Let $(a,b) \in \mathscr H \times \mathscr H$ be fixed.
So we have to prove that for a given $\epsilon \gt 0$, we can find $\delta_1 \gt 0$ and $\delta_2 \gt 0$ such that $\lvert \langle x,y\rangle - \langle a,b\rangle\rvert \lt \epsilon$ whenever $\lVert x-a\rVert \lt \delta_1$ and $\lVert y-b\rVert\lt \delta_2$ and to do this we have to use the Cauchy-Schwarz inequality $\lvert \langle x,y\rangle\rvert \le \lVert x\rVert \lVert y\rVert$.
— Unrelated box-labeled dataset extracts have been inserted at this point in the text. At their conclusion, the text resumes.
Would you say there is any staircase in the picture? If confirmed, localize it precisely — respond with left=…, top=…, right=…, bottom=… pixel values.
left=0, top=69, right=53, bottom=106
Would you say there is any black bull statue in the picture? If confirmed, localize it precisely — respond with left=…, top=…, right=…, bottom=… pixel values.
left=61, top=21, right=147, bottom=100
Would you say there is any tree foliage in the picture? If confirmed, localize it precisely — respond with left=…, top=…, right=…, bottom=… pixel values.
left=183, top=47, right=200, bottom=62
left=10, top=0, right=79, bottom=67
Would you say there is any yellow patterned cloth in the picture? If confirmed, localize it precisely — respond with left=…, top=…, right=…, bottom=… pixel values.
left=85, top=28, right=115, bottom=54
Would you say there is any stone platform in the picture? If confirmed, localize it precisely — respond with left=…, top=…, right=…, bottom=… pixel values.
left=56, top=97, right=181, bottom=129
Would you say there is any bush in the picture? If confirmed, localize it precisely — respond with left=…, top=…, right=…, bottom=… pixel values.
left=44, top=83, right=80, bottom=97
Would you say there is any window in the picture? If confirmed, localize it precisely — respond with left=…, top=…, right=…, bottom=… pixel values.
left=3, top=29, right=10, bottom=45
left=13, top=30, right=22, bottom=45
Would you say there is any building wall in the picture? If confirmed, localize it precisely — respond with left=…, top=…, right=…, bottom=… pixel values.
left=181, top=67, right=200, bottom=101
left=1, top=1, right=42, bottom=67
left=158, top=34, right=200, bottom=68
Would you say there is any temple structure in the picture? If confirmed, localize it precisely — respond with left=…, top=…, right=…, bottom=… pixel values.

(Note that "$\langle\,,\rangle$" denotes the inner product and "$\lVert \cdot\rVert$" denotes the norm induced by it.)
Let $\epsilon \gt 0$ be given.
Then, I start with
\begin{align} \lvert \langle x,y\rangle - \langle a,b\rangle\rvert &= \lvert\langle x,y\rangle - \langle a,b\rangle + \langle x,b\rangle - \langle x,b\rangle\rvert = \lvert\langle x,y-b\rangle + \langle x-a,b\rangle\rvert\\ &\le \lvert\langle x,y-b\rangle\rvert + \lvert\langle x-a,b\rangle\rvert \le \lVert x\rVert \lVert y-b\rVert + \lVert x-a\rVert \lVert b\rVert. \end{align}
Now I choose $\delta_1=\frac {\epsilon}{\lVert b\rVert}$ and $\delta_2=\frac {\epsilon}{\lVert a\rVert}$.
Hence, $\lVert x\rVert - \lVert a\rVert \le \lVert x-a\rVert \lt \delta_1$ and $\lVert y-b\rVert \lt \delta_2$
$\Rightarrow$
$\lvert\langle x,y\rangle - \langle a,b\rangle\rvert \le (\lVert a\rVert + \delta_1)\delta_2 + \delta_1 \lVert b\rVert = \bigl(\lVert a\rVert + \frac {\epsilon}{\lVert b\rVert}\bigr)\frac {\epsilon}{\lVert a\rVert} + \epsilon = 2\epsilon + \frac {\epsilon^2}{\lVert a\rVert \lVert b\rVert}$.
So we conclude that $\langle\, ,\,\rangle$ is continuous.
Am I on the right track so far? Is there a more simpler way to do this (Using Cauchy-Schwarz inequality obviously.)?